Schizophrenia-Related Synaptic Dysfunction and Abnormal Sensorimotor Gating in Akap11-Deficient Mice

Background and Hypothesis Large-scale whole exome sequencing (WES) analyses have implicated rare protein-truncating variants (PTVs) in the AKAP11 gene contributing to schizophrenia risk. Previous studies reported alterations of EEG characteristics and synaptic proteome in Akap11 mutant mice. We hypothesize that synaptic dysfunction contributes to AKAP11 deficiency in the pathogenesis of schizophrenia. Study Design We generated an Akap11 knockout mouse and employed a series of behavioral evaluations, neuronal sparse labeling assays, electron microscopy, and immunoprecipitation mass spectrometry (IP-MS) to elucidate the impacts of Akap11 on schizophrenia-relevant phenotypes. Study Results Our behavioral paradigm evaluations revealed that Akap11 deficient mice exhibited impaired prepulse inhibition and anxiety-like behaviors compared with their wild-type littermates. Neuronal sparse labeling assays indicated a significant reduction in the density of total and thin spines in Akap11 deficient mice, and ultrastructural analysis via electron microscopy disclosed marked alterations in synaptogenesis after suppressing Akap11, including the reduced density of typical synapses, synaptic vesicle density, and postsynaptic density (PSD) length.
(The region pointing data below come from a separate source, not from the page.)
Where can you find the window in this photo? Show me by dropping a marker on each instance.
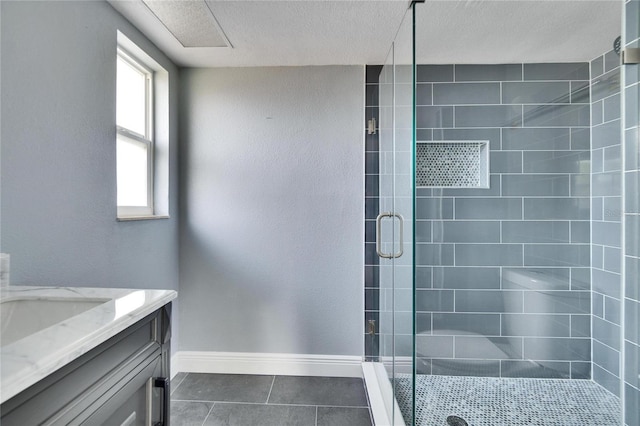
(141, 134)
(134, 147)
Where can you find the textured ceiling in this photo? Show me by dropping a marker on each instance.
(324, 32)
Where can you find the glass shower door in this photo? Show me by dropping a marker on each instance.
(394, 223)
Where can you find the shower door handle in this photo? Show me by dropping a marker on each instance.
(379, 232)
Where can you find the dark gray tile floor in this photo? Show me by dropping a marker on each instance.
(253, 400)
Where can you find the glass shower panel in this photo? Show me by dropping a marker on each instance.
(518, 258)
(631, 271)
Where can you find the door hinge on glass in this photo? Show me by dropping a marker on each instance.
(631, 56)
(372, 327)
(371, 127)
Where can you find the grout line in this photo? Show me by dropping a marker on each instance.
(270, 389)
(173, 389)
(208, 414)
(274, 404)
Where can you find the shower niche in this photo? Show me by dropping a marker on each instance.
(452, 164)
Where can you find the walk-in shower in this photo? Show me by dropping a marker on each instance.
(502, 252)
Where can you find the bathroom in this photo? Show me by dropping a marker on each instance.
(269, 173)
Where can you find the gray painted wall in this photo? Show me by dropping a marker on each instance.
(58, 215)
(271, 237)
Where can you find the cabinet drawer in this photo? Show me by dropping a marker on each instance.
(75, 387)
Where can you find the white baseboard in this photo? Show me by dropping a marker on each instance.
(266, 363)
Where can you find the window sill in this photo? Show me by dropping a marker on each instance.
(146, 217)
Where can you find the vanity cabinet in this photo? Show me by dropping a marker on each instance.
(122, 382)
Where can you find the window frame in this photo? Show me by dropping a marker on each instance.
(147, 139)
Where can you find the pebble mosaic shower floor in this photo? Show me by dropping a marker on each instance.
(483, 401)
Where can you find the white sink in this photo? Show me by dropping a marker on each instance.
(20, 318)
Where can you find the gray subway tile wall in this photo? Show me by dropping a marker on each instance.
(631, 251)
(606, 220)
(515, 257)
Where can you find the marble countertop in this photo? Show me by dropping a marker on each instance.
(28, 360)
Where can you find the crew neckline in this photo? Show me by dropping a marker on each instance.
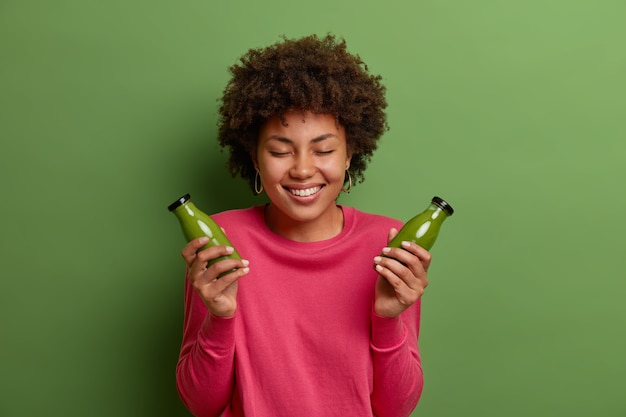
(348, 224)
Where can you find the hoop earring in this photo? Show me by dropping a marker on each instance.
(344, 189)
(257, 180)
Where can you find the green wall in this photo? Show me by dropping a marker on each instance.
(514, 111)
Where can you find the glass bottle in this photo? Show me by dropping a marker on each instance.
(195, 223)
(424, 228)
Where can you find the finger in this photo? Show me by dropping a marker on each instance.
(407, 290)
(408, 252)
(232, 270)
(392, 233)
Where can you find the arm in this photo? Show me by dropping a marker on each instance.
(398, 377)
(205, 370)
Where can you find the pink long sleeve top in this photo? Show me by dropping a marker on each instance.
(305, 340)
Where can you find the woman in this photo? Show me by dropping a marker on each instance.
(313, 322)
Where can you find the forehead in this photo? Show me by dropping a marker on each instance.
(299, 125)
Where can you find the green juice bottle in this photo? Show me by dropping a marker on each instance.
(424, 228)
(195, 223)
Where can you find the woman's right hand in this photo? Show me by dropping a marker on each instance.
(219, 295)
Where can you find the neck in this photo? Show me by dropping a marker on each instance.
(323, 228)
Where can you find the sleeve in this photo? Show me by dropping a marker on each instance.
(205, 371)
(398, 376)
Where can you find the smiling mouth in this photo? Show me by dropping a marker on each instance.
(305, 192)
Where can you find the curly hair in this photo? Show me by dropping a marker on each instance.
(310, 73)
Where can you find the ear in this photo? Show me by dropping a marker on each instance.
(255, 161)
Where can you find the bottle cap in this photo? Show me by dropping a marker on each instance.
(443, 205)
(179, 202)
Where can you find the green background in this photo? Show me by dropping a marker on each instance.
(512, 110)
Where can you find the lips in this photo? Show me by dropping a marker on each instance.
(304, 192)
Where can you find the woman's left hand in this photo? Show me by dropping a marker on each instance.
(402, 277)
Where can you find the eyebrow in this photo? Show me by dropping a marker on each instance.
(314, 140)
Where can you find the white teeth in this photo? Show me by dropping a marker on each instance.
(306, 192)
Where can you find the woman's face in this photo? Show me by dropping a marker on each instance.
(302, 166)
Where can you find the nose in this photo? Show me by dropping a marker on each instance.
(303, 166)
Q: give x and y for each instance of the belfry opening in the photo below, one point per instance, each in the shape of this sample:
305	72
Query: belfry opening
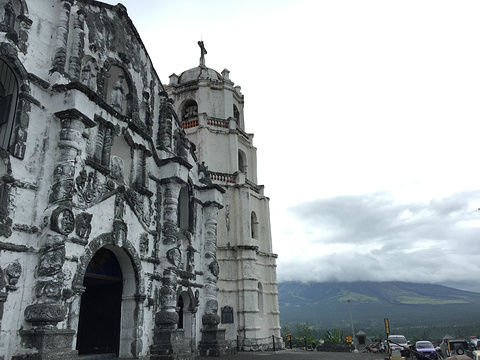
100	309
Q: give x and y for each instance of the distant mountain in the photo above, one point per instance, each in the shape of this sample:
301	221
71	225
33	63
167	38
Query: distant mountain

IP-MS identified 222 high-confidence interaction proteins of Akap11, encompassing synapses-related proteins (eg, Exoc4, Ncam1, Picalm, Vapb) and actin-related proteins (Actb, Diaph1), and enrichment analyses further showed that Akap11 may contribute to RNA splicing, extracellular matrix organization, axon guidance, post-NMDA receptor activation events, GPER1 signaling and PKA activation pathways. Conclusions Together, these findings delineated the synaptic and behavioral phenotypes in Akap11 deficient mice, shedding light on the potential mechanisms underlying the role of rare PTVs in schizophrenia and substantiating the significance of AKAP11 as a risk gene for this illness.